Minutes of sun a spot of bother no more
I didn't read Pippi Longstocking when I was a kid. I wish I had. Because I would have discovered that my freckles didn't make me a freak.
Should you need a reminder, Pippi Longstocking, a feisty fictional lass created by Swedish writer Astrid Lindgren, embraced her freckles.
She spurned the ''freckle salve'' which might have relieved her of her freckled suffering.
It's a miserable state of affairs when Pippi Longstocking is a better role model for an insecure, red-headed, freckled child than Nicole Kidman.
Should you need a reminder: Kidman's career started when she romped through a jolly little film called Bush Christmas, all freckles and wild curls and annoying Australian accent.
But Kidman's freckles didn't last (nor, for that matter, did the annoying Australian accent).
The actor's transmogrification into plastic avatar included a full and complete freckle wipe-out.

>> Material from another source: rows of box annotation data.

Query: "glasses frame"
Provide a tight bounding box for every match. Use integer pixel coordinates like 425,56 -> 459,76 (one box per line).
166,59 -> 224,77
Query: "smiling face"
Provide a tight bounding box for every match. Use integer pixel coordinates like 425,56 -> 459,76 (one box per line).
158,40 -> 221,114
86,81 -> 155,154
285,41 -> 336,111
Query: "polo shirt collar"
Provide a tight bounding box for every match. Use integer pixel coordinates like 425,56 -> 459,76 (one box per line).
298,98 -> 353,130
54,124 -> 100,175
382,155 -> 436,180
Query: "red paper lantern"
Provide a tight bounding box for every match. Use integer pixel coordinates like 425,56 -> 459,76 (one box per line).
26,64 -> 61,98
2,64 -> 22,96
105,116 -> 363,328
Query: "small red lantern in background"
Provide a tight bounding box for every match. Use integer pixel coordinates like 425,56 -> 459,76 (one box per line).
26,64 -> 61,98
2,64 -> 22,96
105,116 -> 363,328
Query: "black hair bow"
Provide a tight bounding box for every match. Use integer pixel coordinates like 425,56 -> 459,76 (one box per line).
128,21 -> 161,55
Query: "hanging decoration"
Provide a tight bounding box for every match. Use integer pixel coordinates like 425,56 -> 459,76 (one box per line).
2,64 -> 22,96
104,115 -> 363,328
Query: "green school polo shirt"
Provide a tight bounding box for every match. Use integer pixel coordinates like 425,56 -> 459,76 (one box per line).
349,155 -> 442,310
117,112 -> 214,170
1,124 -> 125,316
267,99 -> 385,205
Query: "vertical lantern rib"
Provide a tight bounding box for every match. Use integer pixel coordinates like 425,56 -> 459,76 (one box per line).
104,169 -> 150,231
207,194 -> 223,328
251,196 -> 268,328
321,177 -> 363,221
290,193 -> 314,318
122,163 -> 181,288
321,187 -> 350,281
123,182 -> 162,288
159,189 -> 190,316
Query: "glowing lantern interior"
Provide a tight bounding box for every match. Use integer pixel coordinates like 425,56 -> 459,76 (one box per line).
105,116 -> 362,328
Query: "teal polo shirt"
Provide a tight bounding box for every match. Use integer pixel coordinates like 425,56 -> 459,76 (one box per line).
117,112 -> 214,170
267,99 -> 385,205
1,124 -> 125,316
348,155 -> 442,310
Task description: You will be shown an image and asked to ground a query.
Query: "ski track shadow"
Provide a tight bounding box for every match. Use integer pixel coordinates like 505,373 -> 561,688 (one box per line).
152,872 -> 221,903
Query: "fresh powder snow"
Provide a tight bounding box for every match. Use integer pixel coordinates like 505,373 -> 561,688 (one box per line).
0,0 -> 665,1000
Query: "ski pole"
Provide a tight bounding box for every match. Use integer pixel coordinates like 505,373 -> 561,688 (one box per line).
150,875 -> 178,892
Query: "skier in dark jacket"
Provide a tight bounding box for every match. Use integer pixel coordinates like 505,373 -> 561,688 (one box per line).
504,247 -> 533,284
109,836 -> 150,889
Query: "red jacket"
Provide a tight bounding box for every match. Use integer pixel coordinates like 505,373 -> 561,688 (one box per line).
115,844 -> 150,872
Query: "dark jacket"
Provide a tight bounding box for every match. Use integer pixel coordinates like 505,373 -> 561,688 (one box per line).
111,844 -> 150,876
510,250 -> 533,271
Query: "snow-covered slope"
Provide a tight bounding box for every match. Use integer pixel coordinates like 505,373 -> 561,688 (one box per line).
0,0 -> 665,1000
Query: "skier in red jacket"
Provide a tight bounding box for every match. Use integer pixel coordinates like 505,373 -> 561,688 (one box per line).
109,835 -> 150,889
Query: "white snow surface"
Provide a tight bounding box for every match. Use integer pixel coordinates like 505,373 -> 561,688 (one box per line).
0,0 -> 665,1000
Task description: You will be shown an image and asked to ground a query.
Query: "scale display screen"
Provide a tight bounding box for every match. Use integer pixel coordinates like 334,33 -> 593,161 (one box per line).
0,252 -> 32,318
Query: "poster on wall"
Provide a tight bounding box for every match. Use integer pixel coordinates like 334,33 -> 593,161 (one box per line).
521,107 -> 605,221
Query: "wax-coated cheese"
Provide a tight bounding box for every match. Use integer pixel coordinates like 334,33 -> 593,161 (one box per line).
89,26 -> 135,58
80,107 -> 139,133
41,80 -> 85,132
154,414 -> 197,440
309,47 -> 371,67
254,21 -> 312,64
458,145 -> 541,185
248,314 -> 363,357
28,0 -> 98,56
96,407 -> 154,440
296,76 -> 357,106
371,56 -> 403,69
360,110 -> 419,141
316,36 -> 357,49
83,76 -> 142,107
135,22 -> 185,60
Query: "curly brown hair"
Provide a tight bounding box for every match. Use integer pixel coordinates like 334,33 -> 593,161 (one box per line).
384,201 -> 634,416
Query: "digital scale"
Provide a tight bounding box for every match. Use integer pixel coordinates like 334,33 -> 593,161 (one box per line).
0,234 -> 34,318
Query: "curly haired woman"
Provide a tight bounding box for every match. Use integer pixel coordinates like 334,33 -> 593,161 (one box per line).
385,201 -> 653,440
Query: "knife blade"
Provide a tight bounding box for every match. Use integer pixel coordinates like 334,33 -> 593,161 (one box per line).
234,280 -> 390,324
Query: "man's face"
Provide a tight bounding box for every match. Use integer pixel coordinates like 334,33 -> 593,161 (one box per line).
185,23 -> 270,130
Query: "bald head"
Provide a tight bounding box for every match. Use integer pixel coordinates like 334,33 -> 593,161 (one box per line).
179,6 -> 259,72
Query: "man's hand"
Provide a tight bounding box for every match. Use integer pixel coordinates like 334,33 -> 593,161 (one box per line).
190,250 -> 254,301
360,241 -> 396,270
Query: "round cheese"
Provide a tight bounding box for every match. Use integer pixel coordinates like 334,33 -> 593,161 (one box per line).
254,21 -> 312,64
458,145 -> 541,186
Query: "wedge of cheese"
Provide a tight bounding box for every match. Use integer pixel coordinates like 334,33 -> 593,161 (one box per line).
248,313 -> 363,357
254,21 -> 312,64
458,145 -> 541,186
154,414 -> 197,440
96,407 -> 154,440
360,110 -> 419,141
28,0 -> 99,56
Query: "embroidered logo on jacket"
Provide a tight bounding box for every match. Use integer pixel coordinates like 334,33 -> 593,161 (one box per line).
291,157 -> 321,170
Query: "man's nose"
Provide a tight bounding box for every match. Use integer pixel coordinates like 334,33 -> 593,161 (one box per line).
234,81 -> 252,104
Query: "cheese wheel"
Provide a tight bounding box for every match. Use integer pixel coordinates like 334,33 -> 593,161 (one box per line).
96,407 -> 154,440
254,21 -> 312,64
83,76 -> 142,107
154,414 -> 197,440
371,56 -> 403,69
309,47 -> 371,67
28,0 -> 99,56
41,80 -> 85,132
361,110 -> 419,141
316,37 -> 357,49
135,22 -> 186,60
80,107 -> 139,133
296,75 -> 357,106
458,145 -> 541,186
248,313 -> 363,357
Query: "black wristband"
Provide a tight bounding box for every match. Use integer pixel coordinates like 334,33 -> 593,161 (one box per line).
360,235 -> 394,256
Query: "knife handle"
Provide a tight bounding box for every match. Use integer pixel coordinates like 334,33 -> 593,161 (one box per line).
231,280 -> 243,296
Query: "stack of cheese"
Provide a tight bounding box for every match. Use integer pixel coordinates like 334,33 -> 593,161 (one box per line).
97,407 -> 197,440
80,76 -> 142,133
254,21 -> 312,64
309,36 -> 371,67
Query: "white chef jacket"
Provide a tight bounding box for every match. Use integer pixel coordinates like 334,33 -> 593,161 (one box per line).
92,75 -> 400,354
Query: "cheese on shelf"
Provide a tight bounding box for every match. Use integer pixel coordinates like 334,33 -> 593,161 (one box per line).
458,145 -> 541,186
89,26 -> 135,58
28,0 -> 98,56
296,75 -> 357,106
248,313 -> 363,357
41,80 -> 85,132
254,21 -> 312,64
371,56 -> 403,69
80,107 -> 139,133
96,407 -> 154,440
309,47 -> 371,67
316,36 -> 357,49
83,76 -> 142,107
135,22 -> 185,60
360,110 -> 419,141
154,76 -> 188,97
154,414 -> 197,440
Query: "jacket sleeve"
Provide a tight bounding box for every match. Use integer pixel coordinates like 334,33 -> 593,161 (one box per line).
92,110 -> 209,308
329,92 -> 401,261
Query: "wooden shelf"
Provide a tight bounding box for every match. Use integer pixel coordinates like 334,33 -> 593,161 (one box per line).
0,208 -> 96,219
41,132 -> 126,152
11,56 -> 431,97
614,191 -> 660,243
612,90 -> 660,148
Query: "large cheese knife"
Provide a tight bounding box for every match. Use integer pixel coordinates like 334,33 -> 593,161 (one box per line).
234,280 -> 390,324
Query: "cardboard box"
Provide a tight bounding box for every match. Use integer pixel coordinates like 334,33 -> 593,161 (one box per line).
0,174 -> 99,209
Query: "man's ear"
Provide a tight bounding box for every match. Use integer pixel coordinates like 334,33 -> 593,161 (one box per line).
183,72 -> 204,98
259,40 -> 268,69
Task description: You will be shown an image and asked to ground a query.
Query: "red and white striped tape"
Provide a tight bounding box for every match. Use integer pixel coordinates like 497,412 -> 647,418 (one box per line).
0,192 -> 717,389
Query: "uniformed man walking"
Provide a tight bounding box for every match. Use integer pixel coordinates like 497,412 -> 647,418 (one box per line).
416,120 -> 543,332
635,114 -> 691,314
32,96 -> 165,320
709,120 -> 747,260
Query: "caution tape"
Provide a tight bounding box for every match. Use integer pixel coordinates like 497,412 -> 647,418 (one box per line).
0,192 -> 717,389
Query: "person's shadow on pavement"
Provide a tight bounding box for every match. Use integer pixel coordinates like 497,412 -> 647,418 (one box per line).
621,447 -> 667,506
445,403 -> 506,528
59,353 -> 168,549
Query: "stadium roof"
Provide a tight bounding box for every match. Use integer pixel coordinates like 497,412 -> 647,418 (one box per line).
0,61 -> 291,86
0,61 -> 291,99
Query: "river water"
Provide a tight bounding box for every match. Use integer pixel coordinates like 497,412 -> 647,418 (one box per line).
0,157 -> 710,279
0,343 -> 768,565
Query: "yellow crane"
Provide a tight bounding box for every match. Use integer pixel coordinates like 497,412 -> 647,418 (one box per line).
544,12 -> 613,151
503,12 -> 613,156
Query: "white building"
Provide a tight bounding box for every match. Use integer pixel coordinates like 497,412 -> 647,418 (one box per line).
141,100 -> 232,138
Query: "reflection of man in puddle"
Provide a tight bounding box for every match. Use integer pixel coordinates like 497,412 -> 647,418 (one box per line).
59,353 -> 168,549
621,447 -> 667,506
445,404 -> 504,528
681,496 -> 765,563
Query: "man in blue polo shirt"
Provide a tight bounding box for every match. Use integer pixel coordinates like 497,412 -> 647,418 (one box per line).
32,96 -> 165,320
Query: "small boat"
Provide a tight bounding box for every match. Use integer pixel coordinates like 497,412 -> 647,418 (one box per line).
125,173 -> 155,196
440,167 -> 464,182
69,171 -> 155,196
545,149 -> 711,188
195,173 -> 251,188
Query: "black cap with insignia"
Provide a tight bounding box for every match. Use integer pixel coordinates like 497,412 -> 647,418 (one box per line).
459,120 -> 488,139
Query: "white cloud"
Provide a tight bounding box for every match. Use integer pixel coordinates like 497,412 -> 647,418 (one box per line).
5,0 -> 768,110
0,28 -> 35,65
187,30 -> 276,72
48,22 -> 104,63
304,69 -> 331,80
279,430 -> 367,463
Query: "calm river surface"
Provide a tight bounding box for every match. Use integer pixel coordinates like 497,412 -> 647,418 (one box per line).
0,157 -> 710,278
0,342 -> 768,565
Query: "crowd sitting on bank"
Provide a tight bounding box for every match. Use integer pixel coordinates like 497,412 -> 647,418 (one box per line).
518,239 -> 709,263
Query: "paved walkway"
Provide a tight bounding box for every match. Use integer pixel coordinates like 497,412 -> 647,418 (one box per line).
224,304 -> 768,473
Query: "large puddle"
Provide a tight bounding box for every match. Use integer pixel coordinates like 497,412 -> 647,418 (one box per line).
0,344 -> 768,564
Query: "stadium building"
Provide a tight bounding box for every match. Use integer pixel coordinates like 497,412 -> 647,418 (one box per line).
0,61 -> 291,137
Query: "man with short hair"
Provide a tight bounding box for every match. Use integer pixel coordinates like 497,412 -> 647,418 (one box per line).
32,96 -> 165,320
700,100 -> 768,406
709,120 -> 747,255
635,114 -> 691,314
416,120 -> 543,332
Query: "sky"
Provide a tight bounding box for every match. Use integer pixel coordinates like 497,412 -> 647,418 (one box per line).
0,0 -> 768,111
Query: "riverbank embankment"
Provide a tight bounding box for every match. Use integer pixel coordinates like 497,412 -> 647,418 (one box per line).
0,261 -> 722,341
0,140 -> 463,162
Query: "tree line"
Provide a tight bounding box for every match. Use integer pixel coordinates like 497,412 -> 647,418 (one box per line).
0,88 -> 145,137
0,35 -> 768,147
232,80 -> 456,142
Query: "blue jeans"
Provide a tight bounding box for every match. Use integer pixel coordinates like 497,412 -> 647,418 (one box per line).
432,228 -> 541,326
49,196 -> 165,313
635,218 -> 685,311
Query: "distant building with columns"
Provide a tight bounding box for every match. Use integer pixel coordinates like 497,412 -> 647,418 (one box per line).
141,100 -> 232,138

Try finding one now on that perfect brow or nose.
Still, today's freckled girls can seek reassurance that they're not alone with a quick online search: ''Eight celebrities who embrace their freckles'' (evidently they couldn't find 10), ''learn to love your freckles'', ''eight fun facts about girls with freckles'' ...
When I was a freckled kid, suffering through an Australian summer, the internet was barely a twinkle in a computer scientist's eye.
My sources of information were in-your-face: a few minutes too long in the sun, and I glowed like an inebriated shopping-centre Santa; as the days wore on, the mirror reflected a rapid spread of the blight from nose, across cheeks and forehead and down to jawline and chin.
And if the mirror didn't give me enough pain, my golden-tanned, coconut-oiled friends, flipping themselves languidly from front to back on their beach towels, passed on a bit more as I watched them bitterly from whatever shaded cranny I could find.
That was hardly the end of my summer suffering.
Mine was a Before, During and After of pain: before, when a beach or pool excursion required an operation of military zeal to slather my milky-white body with sunscreen; during, when to spend more than five minutes in the water, I needed to wear a T-shirt for coverage which billowed and dragged as it grew heavy with water and left me looking like a sea monster trailing fabric appendages; after, when, despite all precautions, I frequently turned into a piteous lobster.
I'd like to report though, that things have improved. Some Australians celebrate the invention of the Hills Hoist, of Vegemite. I celebrate the recent invention of the rashie.
I celebrate the ocean swim as the sun gives up for the day. And I celebrate my freckles. Because I don't need Pippi Longstocking to tell me that a freckled face is better than the blank canvas of a plastic princess.